The Difference Between the Life You Have and the Life You Actually Want
There is a particular kind of dissatisfaction that is hard to name because nothing is obviously wrong.
The job is fine. The relationships are decent. Nothing has fallen apart. By most external measures things are going reasonably well, and yet there is this quiet persistent feeling that something is off. That you are slightly adjacent to your actual life rather than inside it.
I hear some version of this from almost everyone who comes to work with me. And I want to be clear about something: it is not ingratitude. It is not a midlife crisis and it is not immaturity or a failure to appreciate what you have.
It is information.
What the feeling is actually telling you
That sense of something being off is almost always a signal that there is a gap between how you are actually living and what genuinely matters to you. Between the values that are running your life and the values you would choose if you were being honest.

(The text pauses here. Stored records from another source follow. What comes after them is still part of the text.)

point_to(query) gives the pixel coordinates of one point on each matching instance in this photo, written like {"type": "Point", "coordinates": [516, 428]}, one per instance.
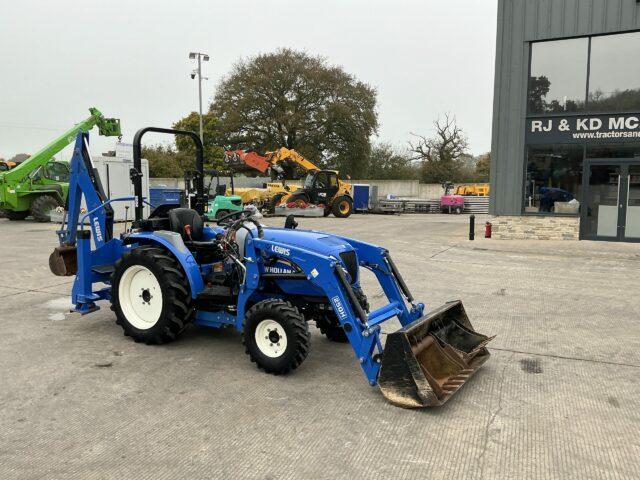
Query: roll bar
{"type": "Point", "coordinates": [136, 172]}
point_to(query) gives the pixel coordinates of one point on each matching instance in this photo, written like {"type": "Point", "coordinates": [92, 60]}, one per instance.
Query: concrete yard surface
{"type": "Point", "coordinates": [559, 399]}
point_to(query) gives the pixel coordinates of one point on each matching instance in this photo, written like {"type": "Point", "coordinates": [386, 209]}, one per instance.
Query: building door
{"type": "Point", "coordinates": [611, 200]}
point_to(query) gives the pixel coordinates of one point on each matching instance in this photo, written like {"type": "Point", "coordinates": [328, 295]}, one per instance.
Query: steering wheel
{"type": "Point", "coordinates": [243, 216]}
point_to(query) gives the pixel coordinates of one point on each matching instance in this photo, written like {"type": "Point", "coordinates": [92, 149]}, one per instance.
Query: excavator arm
{"type": "Point", "coordinates": [284, 154]}
{"type": "Point", "coordinates": [272, 160]}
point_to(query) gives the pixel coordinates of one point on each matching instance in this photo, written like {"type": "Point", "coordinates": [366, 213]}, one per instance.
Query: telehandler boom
{"type": "Point", "coordinates": [39, 184]}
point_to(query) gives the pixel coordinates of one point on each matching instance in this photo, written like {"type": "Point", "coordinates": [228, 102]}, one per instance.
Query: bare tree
{"type": "Point", "coordinates": [441, 154]}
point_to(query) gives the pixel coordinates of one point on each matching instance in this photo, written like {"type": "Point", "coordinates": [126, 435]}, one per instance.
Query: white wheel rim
{"type": "Point", "coordinates": [271, 338]}
{"type": "Point", "coordinates": [140, 297]}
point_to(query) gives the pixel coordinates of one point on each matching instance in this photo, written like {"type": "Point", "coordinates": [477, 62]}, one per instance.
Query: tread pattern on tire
{"type": "Point", "coordinates": [176, 295]}
{"type": "Point", "coordinates": [301, 336]}
{"type": "Point", "coordinates": [336, 207]}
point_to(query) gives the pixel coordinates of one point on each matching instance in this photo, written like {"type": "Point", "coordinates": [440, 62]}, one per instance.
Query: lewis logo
{"type": "Point", "coordinates": [280, 250]}
{"type": "Point", "coordinates": [342, 313]}
{"type": "Point", "coordinates": [98, 230]}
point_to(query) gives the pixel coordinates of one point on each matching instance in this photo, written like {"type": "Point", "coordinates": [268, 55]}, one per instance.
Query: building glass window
{"type": "Point", "coordinates": [614, 80]}
{"type": "Point", "coordinates": [614, 151]}
{"type": "Point", "coordinates": [558, 78]}
{"type": "Point", "coordinates": [553, 179]}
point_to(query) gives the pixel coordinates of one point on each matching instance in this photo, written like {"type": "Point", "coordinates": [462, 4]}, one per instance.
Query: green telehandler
{"type": "Point", "coordinates": [40, 184]}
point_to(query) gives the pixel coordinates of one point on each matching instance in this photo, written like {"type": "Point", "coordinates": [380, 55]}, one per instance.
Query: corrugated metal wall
{"type": "Point", "coordinates": [519, 22]}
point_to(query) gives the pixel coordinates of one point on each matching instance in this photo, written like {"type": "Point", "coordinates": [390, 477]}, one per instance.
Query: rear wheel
{"type": "Point", "coordinates": [150, 295]}
{"type": "Point", "coordinates": [42, 206]}
{"type": "Point", "coordinates": [14, 216]}
{"type": "Point", "coordinates": [342, 207]}
{"type": "Point", "coordinates": [276, 336]}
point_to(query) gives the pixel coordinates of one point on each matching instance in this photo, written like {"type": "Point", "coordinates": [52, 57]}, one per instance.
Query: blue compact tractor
{"type": "Point", "coordinates": [170, 270]}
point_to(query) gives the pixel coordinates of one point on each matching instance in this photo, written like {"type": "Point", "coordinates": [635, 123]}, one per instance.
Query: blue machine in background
{"type": "Point", "coordinates": [360, 194]}
{"type": "Point", "coordinates": [165, 196]}
{"type": "Point", "coordinates": [170, 270]}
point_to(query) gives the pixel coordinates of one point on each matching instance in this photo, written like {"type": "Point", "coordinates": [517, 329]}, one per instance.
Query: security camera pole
{"type": "Point", "coordinates": [202, 57]}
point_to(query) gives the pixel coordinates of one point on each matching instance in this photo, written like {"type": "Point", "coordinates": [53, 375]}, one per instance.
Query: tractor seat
{"type": "Point", "coordinates": [179, 218]}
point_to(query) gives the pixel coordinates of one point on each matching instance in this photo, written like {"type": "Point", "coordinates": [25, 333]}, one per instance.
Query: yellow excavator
{"type": "Point", "coordinates": [319, 186]}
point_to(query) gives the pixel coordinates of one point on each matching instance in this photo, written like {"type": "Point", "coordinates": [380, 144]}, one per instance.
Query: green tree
{"type": "Point", "coordinates": [292, 99]}
{"type": "Point", "coordinates": [386, 162]}
{"type": "Point", "coordinates": [166, 162]}
{"type": "Point", "coordinates": [442, 156]}
{"type": "Point", "coordinates": [213, 151]}
{"type": "Point", "coordinates": [483, 167]}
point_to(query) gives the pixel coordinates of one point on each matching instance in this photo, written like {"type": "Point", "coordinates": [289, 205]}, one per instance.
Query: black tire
{"type": "Point", "coordinates": [295, 327]}
{"type": "Point", "coordinates": [176, 308]}
{"type": "Point", "coordinates": [274, 201]}
{"type": "Point", "coordinates": [342, 207]}
{"type": "Point", "coordinates": [15, 216]}
{"type": "Point", "coordinates": [42, 206]}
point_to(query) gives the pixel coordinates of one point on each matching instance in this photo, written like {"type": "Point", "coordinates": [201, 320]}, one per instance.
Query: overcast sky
{"type": "Point", "coordinates": [130, 59]}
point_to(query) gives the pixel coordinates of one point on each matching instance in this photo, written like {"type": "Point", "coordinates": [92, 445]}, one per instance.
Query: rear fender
{"type": "Point", "coordinates": [172, 242]}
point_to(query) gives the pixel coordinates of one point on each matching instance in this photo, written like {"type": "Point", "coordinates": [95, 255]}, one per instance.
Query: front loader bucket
{"type": "Point", "coordinates": [426, 362]}
{"type": "Point", "coordinates": [64, 261]}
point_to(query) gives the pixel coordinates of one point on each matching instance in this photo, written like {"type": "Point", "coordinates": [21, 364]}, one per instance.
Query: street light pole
{"type": "Point", "coordinates": [202, 57]}
{"type": "Point", "coordinates": [200, 95]}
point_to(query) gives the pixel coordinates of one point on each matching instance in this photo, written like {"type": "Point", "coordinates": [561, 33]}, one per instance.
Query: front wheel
{"type": "Point", "coordinates": [276, 336]}
{"type": "Point", "coordinates": [150, 295]}
{"type": "Point", "coordinates": [342, 207]}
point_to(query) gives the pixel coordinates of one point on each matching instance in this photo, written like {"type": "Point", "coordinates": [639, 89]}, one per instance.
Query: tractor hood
{"type": "Point", "coordinates": [319, 242]}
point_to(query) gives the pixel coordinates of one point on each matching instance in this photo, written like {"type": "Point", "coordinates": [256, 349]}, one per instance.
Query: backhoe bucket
{"type": "Point", "coordinates": [426, 362]}
{"type": "Point", "coordinates": [63, 262]}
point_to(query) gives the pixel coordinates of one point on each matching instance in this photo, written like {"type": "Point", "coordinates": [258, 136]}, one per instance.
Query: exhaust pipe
{"type": "Point", "coordinates": [426, 362]}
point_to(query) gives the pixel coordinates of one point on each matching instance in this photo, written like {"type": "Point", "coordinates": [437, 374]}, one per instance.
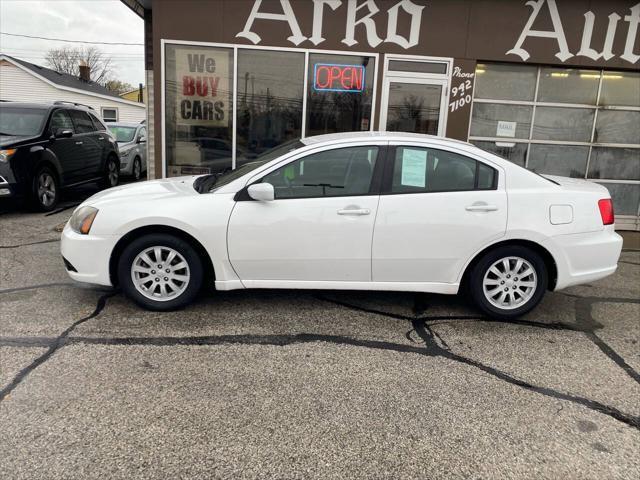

Most of us inherit our values without realizing it. We absorb ideas about what a good life looks like, what counts as success, what we are supposed to want, and we carry those ideas forward without ever really examining them. And for a while that works. But at some point many people reach a moment where the inherited map stops matching the territory of who they actually are.
That is when the quiet feeling of something being off tends to get louder.
The life you actually want
Here is what I have found in working with people on this. The life you actually want is almost never as far away or as unrealistic as it seems from inside the stuck feeling.
It has usually been showing up in small moments your whole life. The times you felt most genuinely alive, most like yourself, most right. The work that made you lose track of time. The conversations that left you feeling more energized than when they started. The moments where you thought, even briefly, yes, this is what it is supposed to feel like.
Those moments are not flukes. They are data. They are your life trying to tell you something about what it needs.
The gap between where you are and where you want to be is real. But it is also specific and workable once you can see it clearly. The first step is just being honest enough to name it.
Not to fix it immediately. Not to blow up your life. Just to stop pretending it is not there.